Earlier this week, these gentlemen wrapped up extensive legal action against seven Oxford men, who apparently went wild more than once at nearby duck camps and killed so many birds that they just left many of them in the water to sink into lake-bottom compost.
I realize we’re just talking ducks. But I was married to a duck hunter, and I can tell you that the rules and decorum that go with that sport are not to be taken lightly.
This is hardly the sport of kings, yet it takes a real commitment of time and treasure, as well as physical sacrifice to be where you have to be to succeed with that daily bag limit of four ducks.
There are the guns, the dogs, the training, proper and warm hunting gear, building a blind, maybe a boat … you see where I’m going.
And, if you finally have all these ingredients and your hunting permit, you still must hope for the absolute dreariest, coldest dawning-day ever to bring those ducks farther south and onto that lake, into your gun sights.
All for that daily bag limit of four ducks.
I was fortunate to be the recipient of those ducks, and I learned how to make a mean Duck a l’Orange and fabulous duck gumbo.
When the hunter went this way and I went that way, he got the guns, the dog and the beer keg. And I got the kids.
So, I write about the duck hunters’ code from a second-hand perspective.
I also write from a legal perspective, as someone who closely observes and reflects activity within our federal court system in north Mississippi.
The courthouse guys were surprised that I got interested in this story, when these seven young men were hauled into the Oxford courtroom to face up to a dozen counts, each carrying up to six months in prison and a $15,000 fine.
Oh, last August, they all looked like frat boys in their khaki pants, Oxford-cloth shirts and fashionable sunglasses.
They exchanged pleasantries with each other and smiled across the courtroom at their lawyers, more appropriately dressed for the occasion.
They must have thought somebody was just going to say, “Now, boys will be boys. Go, and sin no more.”

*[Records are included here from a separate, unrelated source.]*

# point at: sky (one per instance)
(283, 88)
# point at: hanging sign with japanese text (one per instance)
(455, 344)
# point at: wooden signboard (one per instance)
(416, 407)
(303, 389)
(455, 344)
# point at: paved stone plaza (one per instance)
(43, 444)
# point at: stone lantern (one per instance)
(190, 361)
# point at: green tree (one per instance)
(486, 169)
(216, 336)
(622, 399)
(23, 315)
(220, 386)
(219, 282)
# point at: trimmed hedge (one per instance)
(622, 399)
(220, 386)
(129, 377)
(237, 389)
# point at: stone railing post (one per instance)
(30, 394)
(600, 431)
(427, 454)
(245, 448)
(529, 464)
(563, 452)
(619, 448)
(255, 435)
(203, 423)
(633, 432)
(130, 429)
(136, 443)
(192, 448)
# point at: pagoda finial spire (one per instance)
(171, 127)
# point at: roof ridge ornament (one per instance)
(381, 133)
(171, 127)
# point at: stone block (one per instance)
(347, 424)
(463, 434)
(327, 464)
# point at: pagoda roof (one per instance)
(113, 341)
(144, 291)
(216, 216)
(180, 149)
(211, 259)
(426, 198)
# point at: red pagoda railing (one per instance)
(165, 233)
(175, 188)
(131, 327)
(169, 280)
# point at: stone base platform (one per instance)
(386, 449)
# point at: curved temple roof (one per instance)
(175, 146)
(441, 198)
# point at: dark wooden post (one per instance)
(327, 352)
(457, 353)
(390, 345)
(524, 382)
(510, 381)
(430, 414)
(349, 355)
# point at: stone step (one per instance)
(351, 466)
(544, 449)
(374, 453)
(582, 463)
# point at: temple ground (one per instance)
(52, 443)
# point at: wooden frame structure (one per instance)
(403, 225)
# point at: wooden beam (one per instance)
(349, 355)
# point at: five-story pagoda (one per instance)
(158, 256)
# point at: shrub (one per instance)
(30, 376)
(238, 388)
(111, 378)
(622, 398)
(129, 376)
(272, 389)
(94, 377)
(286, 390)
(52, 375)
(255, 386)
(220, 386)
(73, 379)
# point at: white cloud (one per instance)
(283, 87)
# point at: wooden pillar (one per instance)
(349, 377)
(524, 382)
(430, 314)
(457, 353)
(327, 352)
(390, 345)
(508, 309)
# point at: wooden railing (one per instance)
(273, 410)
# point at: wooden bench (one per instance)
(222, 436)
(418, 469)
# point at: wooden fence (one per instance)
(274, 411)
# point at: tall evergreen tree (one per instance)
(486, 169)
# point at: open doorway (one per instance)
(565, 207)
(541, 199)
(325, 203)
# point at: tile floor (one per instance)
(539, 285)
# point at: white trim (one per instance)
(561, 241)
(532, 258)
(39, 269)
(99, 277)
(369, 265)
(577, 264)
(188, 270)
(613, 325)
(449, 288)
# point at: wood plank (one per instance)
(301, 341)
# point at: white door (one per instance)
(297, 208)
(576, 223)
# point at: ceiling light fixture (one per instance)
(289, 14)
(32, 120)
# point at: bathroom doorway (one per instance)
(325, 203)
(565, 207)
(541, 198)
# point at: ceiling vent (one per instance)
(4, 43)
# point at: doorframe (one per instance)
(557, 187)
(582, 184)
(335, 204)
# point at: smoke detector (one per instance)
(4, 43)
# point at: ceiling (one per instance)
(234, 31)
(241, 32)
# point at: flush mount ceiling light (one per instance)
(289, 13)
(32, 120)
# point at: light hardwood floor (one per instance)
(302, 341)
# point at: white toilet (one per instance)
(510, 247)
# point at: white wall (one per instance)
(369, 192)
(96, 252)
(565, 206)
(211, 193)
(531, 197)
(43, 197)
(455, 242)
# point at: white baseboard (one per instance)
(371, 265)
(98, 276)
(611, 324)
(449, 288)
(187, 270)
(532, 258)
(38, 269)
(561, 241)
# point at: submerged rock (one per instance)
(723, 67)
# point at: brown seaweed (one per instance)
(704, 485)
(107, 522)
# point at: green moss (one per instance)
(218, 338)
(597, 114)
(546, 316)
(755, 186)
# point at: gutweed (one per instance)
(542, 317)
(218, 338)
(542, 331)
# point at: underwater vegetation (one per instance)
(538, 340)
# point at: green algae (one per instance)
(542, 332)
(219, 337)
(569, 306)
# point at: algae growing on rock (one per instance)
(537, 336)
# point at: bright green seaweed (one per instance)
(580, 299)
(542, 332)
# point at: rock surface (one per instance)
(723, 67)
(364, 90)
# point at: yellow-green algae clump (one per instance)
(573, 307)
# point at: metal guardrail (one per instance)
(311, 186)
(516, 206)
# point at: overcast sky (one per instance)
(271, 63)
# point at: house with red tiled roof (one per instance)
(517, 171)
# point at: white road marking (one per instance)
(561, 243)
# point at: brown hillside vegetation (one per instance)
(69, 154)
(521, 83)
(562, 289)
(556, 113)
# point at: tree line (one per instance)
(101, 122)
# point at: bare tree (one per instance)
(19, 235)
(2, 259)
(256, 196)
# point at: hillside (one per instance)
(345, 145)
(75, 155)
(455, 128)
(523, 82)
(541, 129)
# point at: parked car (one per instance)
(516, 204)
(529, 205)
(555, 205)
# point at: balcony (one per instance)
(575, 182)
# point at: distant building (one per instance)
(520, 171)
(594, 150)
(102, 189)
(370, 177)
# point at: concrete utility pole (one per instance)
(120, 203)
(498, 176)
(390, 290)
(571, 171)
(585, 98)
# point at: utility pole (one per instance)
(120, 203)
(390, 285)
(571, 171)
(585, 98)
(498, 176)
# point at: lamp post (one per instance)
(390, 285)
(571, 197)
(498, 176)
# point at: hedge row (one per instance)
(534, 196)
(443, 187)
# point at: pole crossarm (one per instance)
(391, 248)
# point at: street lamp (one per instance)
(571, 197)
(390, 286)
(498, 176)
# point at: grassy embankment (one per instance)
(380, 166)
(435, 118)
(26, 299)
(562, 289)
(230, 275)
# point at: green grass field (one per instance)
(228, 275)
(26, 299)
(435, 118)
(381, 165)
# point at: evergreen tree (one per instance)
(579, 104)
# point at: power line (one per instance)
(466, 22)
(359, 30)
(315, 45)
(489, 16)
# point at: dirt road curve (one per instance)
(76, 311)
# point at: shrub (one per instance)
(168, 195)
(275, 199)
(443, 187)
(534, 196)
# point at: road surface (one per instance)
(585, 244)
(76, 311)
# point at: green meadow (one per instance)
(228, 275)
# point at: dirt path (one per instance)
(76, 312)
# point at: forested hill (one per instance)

But when it was all said and done this week, Magistrate Sanders – whom I understand is a duck hunter, too – lowered the boom on them.
They all got substantial monetary fines. They will not be hunting even barn rats during their supervised probations, some as long as two years.
And they won’t be going to anybody’s hunting camps, either.
Guys, it’s going to be a long couple of winters, but it seems you may have been out there at the duck camp for reasons other than the challenge of the hunt.
It’s a lesson for everybody else who thinks they will get away with something like this.